The inspector general recommended tightened ATF procedures for documenting, tracking and reviewing proceeds from its undercover tobacco stings.
Jones said the agency has adopted most of those guidelines. While accepting responsibility for “management and oversight lapses that allowed those deficiencies to develop,” he insisted that “the report’s findings do not reflect current ATF policy or practice in this area.”
In a written response, Horowitz approved the ATF’s moves in April 2013 to tighten its standards. Horowitz cautioned that his office “has not been provided evidence to verify the sufficiency of actions taken.”
Reviewing three-dozen ATF undercover cigarette stings between 2006 and 2011, the inspector general found that none of those income-generating probes had been given proper prior approval by an internal ATF review committee, as required by agency policy.
One of those sting operations did not have any approval, either from the ATF or the Justice Department. In that 2009 case, ATF officials allowed a tobacco distributor working as an ATF confidential informant to keep $4.9 million in profits from cigarette sales to criminal suspects. ATF officials justified the move by explaining the $4.9 million covered the informant’s expenses. But the inspector general said the agency failed to “require the informant to provide adequate documentation to support or justify those expenses.”
The remaining profits were used by agency officials to pay for a separate ATF cigarette smuggling sting _ which the inspector general said violated ATF rules that profits from a “churning investigation” could only be used to fund that specific operation, not other cases.
The inspector general said shoddy documentation and inventory controls made it impossible to account for more than 2.1 million cartons of cigarettes _ totaling 420 million cigarettes _ during at least 20 separate ATF sting operations.
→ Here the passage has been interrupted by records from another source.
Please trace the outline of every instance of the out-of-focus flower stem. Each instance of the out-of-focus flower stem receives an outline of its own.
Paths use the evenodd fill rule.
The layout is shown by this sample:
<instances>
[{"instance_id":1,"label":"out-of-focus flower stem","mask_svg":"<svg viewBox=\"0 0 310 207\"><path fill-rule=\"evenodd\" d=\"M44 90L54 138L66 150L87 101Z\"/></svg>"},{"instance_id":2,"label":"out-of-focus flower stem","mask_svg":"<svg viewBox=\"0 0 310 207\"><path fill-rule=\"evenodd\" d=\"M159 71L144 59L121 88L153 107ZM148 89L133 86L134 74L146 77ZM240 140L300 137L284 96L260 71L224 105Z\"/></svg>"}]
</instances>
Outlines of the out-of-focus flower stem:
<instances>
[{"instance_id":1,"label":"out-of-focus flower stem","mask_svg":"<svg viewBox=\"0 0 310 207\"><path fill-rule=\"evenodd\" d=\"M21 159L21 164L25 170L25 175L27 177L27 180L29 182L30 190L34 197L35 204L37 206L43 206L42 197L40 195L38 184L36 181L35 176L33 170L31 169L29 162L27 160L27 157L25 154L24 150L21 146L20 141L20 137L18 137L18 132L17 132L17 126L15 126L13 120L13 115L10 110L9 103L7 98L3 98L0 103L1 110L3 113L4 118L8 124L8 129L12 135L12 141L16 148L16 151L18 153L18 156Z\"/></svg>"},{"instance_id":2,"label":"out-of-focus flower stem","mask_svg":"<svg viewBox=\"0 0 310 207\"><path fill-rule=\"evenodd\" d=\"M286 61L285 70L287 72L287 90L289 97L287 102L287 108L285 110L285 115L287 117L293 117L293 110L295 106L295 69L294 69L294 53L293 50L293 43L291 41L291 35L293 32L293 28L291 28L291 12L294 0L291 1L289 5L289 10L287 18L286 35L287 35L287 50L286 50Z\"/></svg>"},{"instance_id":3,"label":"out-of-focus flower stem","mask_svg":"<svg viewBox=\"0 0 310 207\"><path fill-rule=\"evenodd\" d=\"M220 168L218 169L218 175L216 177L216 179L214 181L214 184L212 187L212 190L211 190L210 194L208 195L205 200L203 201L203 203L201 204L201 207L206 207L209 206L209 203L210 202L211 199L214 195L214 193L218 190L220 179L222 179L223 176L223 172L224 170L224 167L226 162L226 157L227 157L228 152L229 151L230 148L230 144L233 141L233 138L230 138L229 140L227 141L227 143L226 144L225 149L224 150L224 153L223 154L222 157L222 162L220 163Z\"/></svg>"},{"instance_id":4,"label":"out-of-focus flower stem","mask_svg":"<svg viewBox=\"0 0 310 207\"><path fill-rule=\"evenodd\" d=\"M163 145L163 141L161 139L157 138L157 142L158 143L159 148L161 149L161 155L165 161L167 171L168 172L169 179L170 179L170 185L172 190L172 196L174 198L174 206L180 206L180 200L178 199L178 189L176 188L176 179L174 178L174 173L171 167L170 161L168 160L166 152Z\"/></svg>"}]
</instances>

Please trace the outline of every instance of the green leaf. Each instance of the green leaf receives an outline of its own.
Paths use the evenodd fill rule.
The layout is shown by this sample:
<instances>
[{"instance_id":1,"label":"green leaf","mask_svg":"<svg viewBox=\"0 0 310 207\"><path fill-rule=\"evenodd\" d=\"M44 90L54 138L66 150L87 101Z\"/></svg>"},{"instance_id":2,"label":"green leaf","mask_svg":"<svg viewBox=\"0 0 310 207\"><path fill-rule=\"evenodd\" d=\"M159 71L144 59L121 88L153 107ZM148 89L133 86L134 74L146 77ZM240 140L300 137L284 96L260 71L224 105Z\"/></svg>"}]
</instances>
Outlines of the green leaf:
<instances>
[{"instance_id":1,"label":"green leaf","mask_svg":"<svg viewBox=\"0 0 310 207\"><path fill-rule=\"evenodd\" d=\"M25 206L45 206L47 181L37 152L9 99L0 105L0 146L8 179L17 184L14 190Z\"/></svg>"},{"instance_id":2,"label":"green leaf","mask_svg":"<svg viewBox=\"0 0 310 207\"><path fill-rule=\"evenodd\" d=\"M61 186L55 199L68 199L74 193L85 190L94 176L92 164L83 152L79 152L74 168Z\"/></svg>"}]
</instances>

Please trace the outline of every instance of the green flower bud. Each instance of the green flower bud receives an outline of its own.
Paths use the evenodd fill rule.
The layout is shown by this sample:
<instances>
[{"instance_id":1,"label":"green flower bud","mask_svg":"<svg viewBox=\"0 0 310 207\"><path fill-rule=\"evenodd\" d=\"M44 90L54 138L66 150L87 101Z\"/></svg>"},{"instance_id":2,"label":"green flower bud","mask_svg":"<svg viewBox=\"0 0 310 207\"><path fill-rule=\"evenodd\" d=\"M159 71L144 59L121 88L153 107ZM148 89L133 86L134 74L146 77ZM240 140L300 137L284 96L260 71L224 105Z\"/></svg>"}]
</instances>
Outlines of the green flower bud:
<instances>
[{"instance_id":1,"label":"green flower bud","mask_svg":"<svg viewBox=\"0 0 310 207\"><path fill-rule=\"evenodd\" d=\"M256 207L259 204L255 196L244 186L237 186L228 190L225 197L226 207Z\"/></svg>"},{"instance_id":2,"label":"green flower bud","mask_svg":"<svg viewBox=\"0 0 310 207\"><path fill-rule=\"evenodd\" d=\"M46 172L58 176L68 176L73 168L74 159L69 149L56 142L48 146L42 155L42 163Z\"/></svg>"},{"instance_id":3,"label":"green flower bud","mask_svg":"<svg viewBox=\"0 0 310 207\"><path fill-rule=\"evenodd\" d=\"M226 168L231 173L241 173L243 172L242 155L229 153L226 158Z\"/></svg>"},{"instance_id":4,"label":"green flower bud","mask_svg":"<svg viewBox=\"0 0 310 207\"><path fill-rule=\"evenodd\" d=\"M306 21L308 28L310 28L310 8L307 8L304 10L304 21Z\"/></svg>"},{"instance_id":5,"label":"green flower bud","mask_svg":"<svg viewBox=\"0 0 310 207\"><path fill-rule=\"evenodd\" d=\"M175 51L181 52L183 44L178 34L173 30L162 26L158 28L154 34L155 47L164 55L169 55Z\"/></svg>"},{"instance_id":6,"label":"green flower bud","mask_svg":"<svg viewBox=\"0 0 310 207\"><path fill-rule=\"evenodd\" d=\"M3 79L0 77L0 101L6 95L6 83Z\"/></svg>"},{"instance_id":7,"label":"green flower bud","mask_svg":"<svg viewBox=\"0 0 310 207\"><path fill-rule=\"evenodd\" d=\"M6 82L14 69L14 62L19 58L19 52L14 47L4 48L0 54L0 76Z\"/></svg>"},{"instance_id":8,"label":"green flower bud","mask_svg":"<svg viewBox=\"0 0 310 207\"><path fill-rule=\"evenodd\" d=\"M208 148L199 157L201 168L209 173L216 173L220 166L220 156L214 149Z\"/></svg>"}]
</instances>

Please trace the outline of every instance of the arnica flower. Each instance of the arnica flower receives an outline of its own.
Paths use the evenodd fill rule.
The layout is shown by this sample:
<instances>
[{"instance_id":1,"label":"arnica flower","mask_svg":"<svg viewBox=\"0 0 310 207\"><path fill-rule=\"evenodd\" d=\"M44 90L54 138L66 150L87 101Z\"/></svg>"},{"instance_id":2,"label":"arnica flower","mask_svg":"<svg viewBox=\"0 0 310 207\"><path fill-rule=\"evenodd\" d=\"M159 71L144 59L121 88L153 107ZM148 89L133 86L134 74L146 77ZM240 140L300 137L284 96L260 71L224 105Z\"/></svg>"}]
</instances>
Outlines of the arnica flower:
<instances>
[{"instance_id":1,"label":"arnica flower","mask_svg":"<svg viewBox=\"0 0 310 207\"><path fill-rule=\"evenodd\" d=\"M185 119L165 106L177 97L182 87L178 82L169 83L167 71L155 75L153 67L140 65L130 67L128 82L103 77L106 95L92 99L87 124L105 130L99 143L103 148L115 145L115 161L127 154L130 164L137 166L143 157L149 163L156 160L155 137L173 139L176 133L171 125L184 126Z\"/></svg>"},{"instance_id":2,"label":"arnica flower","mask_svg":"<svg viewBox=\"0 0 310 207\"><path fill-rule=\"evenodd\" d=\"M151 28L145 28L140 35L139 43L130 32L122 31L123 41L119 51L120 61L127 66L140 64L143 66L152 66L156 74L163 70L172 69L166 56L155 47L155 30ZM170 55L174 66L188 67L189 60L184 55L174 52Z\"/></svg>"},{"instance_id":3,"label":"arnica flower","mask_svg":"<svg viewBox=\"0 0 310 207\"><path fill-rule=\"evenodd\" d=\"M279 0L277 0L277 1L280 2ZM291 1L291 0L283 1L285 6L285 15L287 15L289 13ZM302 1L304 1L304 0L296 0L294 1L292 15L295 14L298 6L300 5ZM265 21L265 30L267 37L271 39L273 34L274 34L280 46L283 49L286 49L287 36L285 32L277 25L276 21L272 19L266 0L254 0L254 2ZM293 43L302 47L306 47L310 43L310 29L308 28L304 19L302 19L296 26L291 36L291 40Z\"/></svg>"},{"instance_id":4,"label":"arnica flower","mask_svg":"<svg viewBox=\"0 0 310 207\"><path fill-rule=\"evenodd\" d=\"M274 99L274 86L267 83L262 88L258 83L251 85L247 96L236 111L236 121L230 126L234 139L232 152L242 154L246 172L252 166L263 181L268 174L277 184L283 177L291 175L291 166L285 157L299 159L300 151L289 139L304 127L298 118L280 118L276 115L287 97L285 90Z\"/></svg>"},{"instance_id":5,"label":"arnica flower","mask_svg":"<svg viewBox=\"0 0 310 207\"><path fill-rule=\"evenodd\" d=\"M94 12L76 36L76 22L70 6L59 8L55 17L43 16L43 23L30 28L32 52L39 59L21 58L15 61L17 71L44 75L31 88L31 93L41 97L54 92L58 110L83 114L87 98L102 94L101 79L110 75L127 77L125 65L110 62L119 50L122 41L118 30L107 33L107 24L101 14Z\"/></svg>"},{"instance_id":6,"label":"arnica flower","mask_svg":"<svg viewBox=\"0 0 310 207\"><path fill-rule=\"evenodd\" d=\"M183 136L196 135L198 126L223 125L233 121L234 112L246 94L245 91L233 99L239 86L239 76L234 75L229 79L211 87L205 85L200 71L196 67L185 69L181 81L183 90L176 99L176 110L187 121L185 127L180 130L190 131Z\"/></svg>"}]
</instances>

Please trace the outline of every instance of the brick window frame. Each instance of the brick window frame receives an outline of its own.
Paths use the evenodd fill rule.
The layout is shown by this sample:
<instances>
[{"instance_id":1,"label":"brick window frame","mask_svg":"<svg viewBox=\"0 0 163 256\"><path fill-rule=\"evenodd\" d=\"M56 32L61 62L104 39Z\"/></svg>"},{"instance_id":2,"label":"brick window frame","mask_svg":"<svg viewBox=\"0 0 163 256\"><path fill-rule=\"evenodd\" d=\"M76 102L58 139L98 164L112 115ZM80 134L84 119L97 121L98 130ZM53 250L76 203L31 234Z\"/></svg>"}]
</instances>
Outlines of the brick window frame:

The watchdog estimated the retail value of those items at $127 million.
An ATF spokeswoman disputed the inspector general’s 2.1 million carton tally for cigarettes that could not be accounted for during the inquiry. “In contrast to the OIG auditors’ numbers, ATF’s reconstructive inventory showed only 447,218 cartons that were not reconciled because of insufficient documentation,” said ATF spokeswoman Ginger Colbrun.
The inspector general noted the ATF’s different cigarette inventory numbers in its report, but added that “we do not believe the results of the ATF’s review are comparable to the OIG review.”